Perché da questo uomo
di carne, noi abbiamo avuto un dono di rivelazione dello spirito, e non di uno
spirito qualunque, ma dello spirito di Dio.
Come poeta, come
liturgo, come prete e come uomo padre David è stato una rivelazione di Dio. La
sua fede non era una fede introversa, un tesoro geloso, ma era un’epifania, era
una trasparenza
Io ho spesso detto,
parlando di lui, che le sue poesie, non meno dei salmi, degli inni che
traduceva, erano delle pagine di rivelazione: parole umane, certo, ma intrise
di sapienza divina, come quei tre versi folgoranti con cui David voleva
consolare Dio per tutte le sbagliate preghiere con cui era invocato, tre versi
che ho voluto mettere sulla copertina di
un mio libro:
Oh quale per te
tenerezza mi ispira
Il carico di errate
preghiere
Onde si crede di
renderti onore!
David è stato un uomo di carne che ha capito
la sofferenza di Dio.
Il primo momento di
questa sua fisicità che voglio evocare riguarda la sua infanzia che egli non ha
mai dimenticato. Racconta padre David:
“ Polenta mia, guai se
qualcuno parlerà male di te.

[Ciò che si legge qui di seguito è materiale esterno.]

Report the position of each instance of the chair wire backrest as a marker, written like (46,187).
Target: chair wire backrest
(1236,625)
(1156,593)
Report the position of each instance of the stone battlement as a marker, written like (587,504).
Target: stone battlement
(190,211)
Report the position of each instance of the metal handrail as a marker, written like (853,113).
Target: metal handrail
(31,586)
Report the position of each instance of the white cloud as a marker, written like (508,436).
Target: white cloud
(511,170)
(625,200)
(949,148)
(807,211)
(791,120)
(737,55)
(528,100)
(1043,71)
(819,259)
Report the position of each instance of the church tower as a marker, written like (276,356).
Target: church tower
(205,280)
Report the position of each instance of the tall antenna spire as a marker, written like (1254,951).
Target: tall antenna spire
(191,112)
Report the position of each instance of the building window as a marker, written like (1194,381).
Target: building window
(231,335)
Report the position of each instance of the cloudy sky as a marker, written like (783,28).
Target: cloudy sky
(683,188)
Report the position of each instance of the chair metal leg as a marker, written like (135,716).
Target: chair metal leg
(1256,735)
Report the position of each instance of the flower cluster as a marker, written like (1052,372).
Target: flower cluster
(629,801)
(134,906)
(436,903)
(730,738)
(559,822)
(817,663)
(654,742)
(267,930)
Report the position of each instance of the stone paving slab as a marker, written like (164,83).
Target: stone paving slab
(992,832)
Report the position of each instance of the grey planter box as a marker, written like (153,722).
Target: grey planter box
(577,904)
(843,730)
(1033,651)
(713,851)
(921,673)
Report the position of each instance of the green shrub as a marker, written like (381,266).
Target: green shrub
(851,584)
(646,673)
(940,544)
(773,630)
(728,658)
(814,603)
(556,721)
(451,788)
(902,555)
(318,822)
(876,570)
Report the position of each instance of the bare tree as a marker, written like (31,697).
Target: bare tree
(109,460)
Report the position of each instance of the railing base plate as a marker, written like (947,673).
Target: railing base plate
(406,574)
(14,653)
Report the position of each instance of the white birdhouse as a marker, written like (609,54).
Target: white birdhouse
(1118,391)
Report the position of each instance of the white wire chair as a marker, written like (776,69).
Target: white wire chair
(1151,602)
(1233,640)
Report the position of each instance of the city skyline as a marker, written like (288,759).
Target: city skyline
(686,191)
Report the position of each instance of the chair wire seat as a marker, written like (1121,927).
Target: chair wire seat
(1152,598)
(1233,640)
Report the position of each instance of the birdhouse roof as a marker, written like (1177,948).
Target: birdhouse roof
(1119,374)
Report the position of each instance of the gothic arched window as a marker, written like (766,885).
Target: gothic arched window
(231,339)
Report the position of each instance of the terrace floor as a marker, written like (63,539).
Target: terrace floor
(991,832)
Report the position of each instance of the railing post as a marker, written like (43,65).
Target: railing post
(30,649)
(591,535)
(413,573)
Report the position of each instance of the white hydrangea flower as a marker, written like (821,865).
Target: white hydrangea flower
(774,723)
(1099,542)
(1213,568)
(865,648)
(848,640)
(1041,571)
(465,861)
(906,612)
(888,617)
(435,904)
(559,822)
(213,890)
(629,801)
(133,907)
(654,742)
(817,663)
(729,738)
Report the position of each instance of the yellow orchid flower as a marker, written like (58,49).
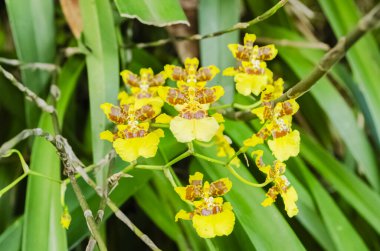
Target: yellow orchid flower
(191,75)
(145,85)
(192,102)
(251,52)
(211,217)
(281,185)
(132,138)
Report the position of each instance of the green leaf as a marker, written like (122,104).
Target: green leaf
(10,240)
(33,31)
(363,57)
(364,200)
(102,70)
(43,196)
(159,13)
(216,15)
(336,222)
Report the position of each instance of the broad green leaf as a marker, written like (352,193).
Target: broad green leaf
(43,196)
(363,57)
(33,31)
(158,13)
(213,16)
(336,222)
(364,200)
(10,239)
(102,69)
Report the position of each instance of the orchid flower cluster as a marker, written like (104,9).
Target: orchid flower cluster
(138,117)
(253,76)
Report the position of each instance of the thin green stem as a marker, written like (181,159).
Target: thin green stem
(234,173)
(247,107)
(44,176)
(11,185)
(196,37)
(87,214)
(209,159)
(150,167)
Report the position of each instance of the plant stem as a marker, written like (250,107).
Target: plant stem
(87,213)
(11,185)
(212,160)
(335,54)
(196,37)
(121,216)
(234,173)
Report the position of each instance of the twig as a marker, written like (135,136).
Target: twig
(29,94)
(368,22)
(32,66)
(121,216)
(365,24)
(196,37)
(290,43)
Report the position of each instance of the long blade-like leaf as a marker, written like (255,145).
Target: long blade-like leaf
(102,70)
(158,13)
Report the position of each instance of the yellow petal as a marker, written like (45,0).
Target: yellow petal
(290,197)
(255,82)
(181,191)
(267,202)
(218,117)
(253,141)
(106,107)
(196,178)
(146,71)
(285,147)
(220,187)
(215,225)
(150,143)
(130,149)
(205,128)
(233,49)
(249,38)
(230,71)
(127,149)
(182,129)
(163,119)
(186,130)
(182,214)
(260,112)
(243,84)
(107,135)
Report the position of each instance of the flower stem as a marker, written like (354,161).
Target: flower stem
(234,173)
(11,185)
(247,107)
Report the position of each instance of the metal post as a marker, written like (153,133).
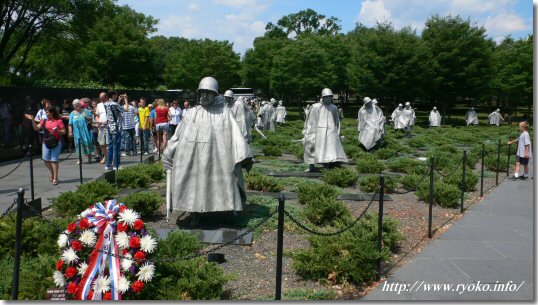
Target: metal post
(380,225)
(482,171)
(80,159)
(498,162)
(280,247)
(18,245)
(31,152)
(508,165)
(463,180)
(430,211)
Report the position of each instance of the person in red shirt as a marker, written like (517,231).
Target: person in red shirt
(162,122)
(55,126)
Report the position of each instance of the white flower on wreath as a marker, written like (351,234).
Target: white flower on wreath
(63,239)
(82,267)
(69,256)
(146,272)
(126,262)
(123,284)
(129,217)
(88,238)
(59,278)
(148,244)
(101,284)
(122,239)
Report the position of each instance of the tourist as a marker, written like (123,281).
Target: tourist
(100,114)
(78,130)
(175,114)
(129,129)
(53,128)
(524,151)
(143,114)
(114,113)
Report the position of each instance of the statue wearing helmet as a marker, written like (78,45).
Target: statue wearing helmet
(435,118)
(471,117)
(322,143)
(496,118)
(371,123)
(205,157)
(280,113)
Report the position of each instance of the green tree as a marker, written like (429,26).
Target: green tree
(512,83)
(462,59)
(393,65)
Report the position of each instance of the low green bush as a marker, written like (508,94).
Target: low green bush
(445,194)
(386,153)
(140,176)
(73,202)
(273,151)
(194,279)
(145,203)
(39,237)
(35,276)
(258,182)
(370,184)
(327,212)
(369,165)
(471,179)
(342,177)
(348,257)
(408,165)
(309,192)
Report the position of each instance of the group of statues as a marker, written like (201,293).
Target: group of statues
(206,156)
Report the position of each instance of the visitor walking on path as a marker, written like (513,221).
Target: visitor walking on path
(53,128)
(78,130)
(114,114)
(524,151)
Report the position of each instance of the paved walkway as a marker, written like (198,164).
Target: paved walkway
(493,243)
(68,175)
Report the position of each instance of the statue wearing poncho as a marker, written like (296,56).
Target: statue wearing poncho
(322,133)
(471,117)
(435,118)
(371,124)
(495,118)
(205,156)
(398,120)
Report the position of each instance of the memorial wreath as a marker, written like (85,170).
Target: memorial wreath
(104,254)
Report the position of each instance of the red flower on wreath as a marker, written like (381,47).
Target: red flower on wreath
(138,286)
(123,227)
(77,245)
(140,255)
(108,296)
(72,288)
(72,227)
(134,242)
(70,272)
(139,225)
(60,265)
(84,224)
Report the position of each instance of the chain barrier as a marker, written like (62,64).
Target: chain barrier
(328,234)
(169,259)
(16,167)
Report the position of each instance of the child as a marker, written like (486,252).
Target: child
(523,151)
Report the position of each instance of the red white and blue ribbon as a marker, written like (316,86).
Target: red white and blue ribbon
(104,219)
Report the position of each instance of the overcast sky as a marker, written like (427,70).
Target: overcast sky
(240,21)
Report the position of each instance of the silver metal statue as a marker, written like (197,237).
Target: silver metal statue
(435,118)
(371,123)
(496,118)
(206,155)
(322,143)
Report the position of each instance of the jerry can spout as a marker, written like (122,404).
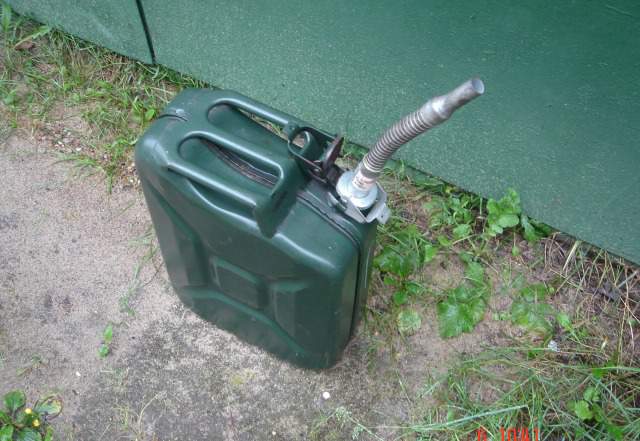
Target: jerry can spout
(359,188)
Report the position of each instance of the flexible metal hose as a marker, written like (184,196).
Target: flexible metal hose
(434,112)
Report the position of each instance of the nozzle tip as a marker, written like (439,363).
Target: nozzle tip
(477,85)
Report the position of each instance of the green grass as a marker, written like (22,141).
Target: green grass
(116,97)
(589,389)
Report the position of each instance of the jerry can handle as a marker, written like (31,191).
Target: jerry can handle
(268,211)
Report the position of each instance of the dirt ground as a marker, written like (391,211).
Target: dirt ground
(68,255)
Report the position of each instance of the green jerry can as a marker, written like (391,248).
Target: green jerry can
(261,232)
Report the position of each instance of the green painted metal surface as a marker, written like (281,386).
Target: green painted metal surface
(249,239)
(115,24)
(559,122)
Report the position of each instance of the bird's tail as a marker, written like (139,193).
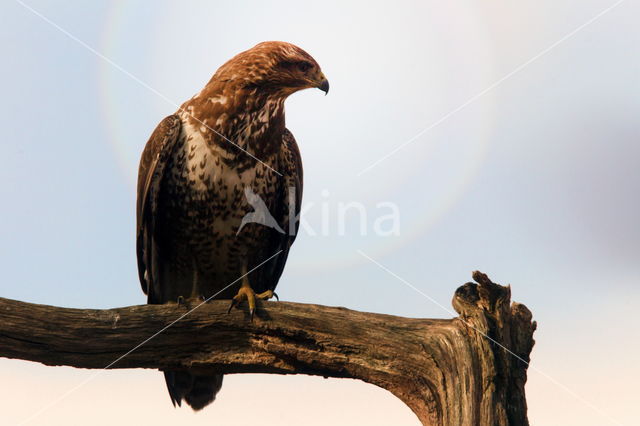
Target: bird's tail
(197,390)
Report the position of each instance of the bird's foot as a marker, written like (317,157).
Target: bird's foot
(247,293)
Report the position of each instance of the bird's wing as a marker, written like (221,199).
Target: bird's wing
(154,159)
(287,209)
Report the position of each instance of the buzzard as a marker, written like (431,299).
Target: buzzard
(196,171)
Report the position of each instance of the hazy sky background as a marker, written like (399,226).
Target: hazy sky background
(536,183)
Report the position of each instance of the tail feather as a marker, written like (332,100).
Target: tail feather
(197,390)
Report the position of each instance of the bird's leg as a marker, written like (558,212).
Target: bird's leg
(246,293)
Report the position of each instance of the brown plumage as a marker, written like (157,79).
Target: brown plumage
(192,182)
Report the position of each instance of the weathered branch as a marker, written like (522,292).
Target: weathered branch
(468,370)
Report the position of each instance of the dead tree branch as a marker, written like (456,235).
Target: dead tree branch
(469,370)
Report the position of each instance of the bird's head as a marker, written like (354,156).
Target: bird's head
(274,66)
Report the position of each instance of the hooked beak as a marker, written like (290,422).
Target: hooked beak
(323,84)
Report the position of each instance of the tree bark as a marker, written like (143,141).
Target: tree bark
(469,370)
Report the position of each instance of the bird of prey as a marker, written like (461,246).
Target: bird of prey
(196,171)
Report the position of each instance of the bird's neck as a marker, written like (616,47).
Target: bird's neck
(249,118)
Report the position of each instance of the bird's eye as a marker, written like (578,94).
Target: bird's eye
(304,66)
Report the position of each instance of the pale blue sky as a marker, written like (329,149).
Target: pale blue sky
(535,182)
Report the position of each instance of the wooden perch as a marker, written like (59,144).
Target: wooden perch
(449,372)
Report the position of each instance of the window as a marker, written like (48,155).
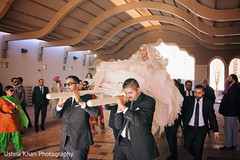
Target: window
(180,64)
(234,67)
(217,75)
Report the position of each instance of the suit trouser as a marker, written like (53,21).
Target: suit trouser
(115,133)
(171,134)
(123,150)
(16,139)
(37,109)
(194,140)
(230,131)
(69,153)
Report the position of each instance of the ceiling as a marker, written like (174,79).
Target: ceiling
(100,25)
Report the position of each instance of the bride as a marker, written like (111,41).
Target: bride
(148,67)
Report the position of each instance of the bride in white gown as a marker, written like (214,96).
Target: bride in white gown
(147,66)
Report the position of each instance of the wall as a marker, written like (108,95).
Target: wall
(28,67)
(201,54)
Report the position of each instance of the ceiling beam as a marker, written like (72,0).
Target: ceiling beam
(135,5)
(163,27)
(210,13)
(55,20)
(4,6)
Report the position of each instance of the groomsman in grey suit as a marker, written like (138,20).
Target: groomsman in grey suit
(40,103)
(76,133)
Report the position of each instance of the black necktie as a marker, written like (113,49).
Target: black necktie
(196,121)
(127,123)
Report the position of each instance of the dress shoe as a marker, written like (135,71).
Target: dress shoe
(234,148)
(226,148)
(171,158)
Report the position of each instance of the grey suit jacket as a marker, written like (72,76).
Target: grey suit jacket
(141,116)
(75,123)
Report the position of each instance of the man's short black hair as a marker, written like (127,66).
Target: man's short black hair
(75,78)
(188,81)
(20,79)
(131,83)
(199,86)
(13,79)
(40,79)
(234,76)
(86,82)
(90,75)
(6,89)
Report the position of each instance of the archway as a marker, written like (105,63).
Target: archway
(180,63)
(217,73)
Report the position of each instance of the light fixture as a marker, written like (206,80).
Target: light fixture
(24,51)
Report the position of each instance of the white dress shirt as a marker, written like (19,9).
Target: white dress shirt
(82,106)
(201,120)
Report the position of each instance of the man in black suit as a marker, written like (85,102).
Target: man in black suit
(76,133)
(208,91)
(113,109)
(180,86)
(188,91)
(171,133)
(197,111)
(230,109)
(134,120)
(40,103)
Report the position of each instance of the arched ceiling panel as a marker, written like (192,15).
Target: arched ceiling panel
(153,5)
(91,23)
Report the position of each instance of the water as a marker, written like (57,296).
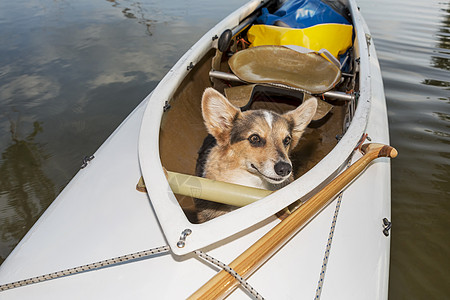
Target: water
(71,71)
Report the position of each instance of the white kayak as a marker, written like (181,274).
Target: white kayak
(150,247)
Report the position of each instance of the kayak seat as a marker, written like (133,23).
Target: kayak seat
(295,67)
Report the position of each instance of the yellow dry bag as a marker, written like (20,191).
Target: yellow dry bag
(336,38)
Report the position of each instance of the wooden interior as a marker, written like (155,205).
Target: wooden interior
(182,129)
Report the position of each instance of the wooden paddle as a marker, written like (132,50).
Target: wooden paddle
(223,284)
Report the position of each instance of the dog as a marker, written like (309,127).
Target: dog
(248,148)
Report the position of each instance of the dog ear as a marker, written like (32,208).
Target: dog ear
(218,114)
(301,117)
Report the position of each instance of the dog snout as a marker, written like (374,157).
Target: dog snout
(282,168)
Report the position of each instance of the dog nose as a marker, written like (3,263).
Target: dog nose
(282,168)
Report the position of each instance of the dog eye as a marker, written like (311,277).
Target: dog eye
(287,141)
(254,139)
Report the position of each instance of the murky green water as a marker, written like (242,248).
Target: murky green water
(71,71)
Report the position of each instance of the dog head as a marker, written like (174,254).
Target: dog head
(260,140)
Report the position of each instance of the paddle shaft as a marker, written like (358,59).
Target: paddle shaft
(223,284)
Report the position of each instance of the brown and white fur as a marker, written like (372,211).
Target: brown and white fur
(248,148)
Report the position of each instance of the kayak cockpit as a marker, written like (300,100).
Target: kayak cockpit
(320,155)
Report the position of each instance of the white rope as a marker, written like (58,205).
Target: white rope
(330,240)
(84,268)
(232,272)
(327,250)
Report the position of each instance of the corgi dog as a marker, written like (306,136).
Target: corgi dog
(248,148)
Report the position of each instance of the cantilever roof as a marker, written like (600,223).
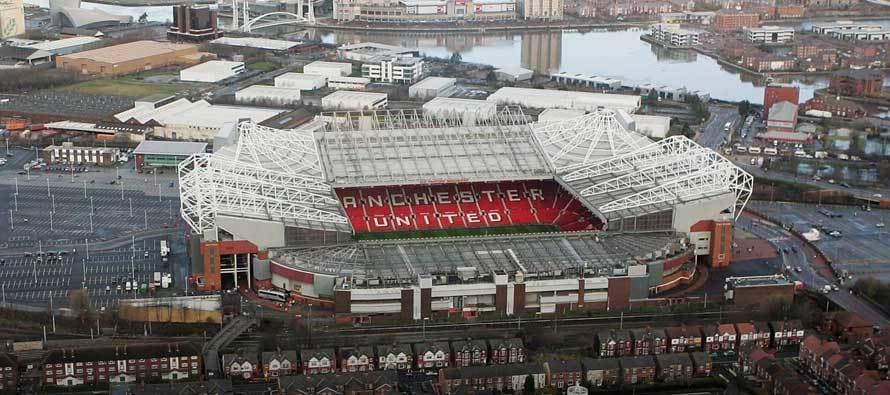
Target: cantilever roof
(430,151)
(545,255)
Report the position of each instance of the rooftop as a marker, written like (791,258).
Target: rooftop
(179,148)
(129,52)
(256,42)
(541,256)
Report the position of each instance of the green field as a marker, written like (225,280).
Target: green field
(422,234)
(122,87)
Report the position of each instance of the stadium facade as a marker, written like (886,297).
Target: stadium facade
(501,214)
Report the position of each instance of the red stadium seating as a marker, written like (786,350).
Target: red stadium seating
(471,205)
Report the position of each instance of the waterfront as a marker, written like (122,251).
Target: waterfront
(617,54)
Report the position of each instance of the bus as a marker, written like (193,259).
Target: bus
(277,296)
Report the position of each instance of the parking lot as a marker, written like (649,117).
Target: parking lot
(863,245)
(94,228)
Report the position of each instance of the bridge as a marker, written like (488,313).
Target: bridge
(305,15)
(225,336)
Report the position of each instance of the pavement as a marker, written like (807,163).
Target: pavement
(108,222)
(796,254)
(713,134)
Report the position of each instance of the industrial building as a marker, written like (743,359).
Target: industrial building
(628,215)
(130,58)
(351,100)
(468,110)
(258,42)
(265,94)
(154,154)
(782,117)
(545,98)
(303,82)
(514,74)
(348,83)
(328,69)
(68,153)
(185,120)
(431,87)
(769,34)
(193,24)
(364,51)
(675,36)
(12,18)
(542,9)
(393,69)
(212,71)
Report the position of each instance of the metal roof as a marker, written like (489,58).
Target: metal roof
(179,148)
(426,150)
(539,256)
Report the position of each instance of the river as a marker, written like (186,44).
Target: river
(617,54)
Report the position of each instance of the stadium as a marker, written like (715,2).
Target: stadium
(406,214)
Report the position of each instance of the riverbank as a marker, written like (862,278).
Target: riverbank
(423,29)
(151,3)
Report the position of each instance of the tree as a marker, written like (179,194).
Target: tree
(529,386)
(744,108)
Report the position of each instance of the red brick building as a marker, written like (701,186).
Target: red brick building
(143,363)
(775,93)
(867,82)
(732,21)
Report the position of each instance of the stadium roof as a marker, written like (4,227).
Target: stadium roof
(288,175)
(492,151)
(539,256)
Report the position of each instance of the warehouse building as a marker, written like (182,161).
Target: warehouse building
(186,120)
(393,69)
(265,94)
(467,110)
(67,46)
(545,98)
(258,43)
(348,83)
(328,69)
(212,71)
(769,34)
(351,100)
(130,58)
(303,82)
(431,87)
(67,153)
(165,153)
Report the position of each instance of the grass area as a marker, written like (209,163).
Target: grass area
(263,65)
(419,234)
(122,87)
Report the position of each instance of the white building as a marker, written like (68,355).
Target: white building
(186,120)
(303,82)
(328,69)
(351,100)
(265,94)
(348,83)
(546,98)
(393,69)
(542,9)
(514,74)
(431,87)
(467,110)
(654,126)
(769,34)
(212,71)
(365,51)
(674,35)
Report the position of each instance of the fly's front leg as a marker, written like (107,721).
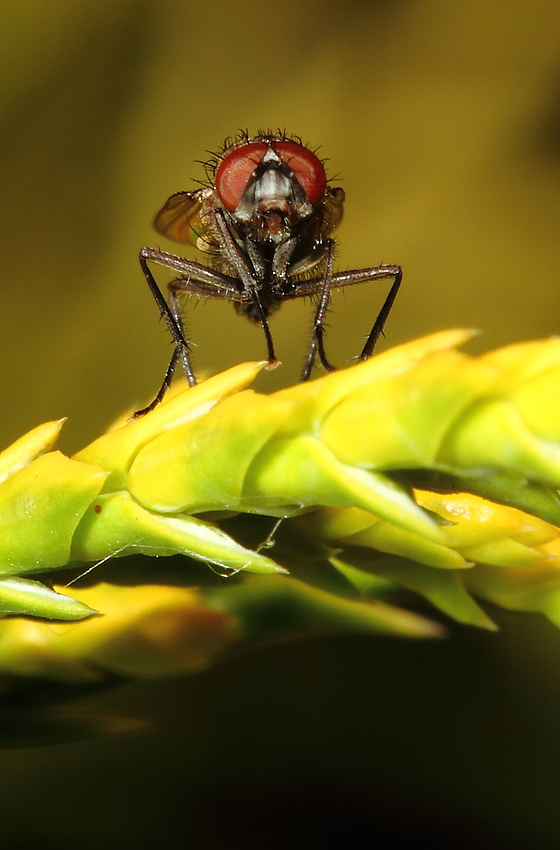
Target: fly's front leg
(172,319)
(317,339)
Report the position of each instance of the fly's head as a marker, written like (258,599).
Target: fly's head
(270,185)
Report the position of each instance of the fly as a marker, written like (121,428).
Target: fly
(266,221)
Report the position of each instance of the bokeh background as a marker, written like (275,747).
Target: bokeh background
(442,121)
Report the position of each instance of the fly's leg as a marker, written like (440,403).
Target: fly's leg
(379,324)
(172,320)
(163,389)
(317,339)
(200,281)
(324,286)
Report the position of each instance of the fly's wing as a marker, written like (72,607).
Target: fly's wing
(180,219)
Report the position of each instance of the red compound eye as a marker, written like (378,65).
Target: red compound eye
(237,167)
(306,166)
(235,172)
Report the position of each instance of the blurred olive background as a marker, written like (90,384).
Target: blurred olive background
(442,121)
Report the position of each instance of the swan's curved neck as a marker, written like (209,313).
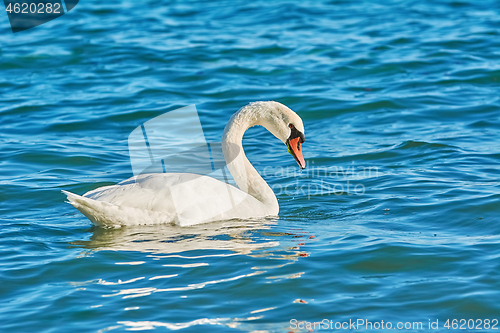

Io non ho mai conosciuto il pane; a casa il pane
lo mangiava soltanto chi si ammalava , ma era un caso raro, e poi tanto poco da
fare appena una ‘panade’. Ma la polenta! Cosa nascondevi dentro la tua
sostanza per farci crescere tutti così
grandi, in fretta? Tutti noi fratelli, alti come gambe di granoturco, forti,
instancabili più degli altri (mai una malattia che ci abbia minati); e, ancora
ragazzi, con il piccone, d’inverno, a estirpare i ceppi perché il focolare
fosse sempre caldo.” Mattino, mezzogiorno, la sera, sempre polenta. “E anzi,
nei giorni duri, di magra, io ricordo mio padre che tagliava due fette della
piccola montagna d’oro e me ne metteva una per mano e mi dice: ‘Ecco, una la
chiamerai polenta, l’altra formaggio’. E io che ci credevo; e addentavo ora da
una mano ora dall’altra, fingendo di mangiare polenta e formaggio. E gli amici,
quelli delle poche famiglie ricche del paese, mi prendevano in giro, m’insultavano.
Io piangevo, non potevo pensar male della polenta, non potevo dir male di mio padre.
A cuocerla era sempre
la mamma, e mi sembrava che dentro vi cuocesse il cuore… Sì, ho tanti altri
ricordi del mio paese. Ma questi possono essere ricordi anche di altri, di tutti.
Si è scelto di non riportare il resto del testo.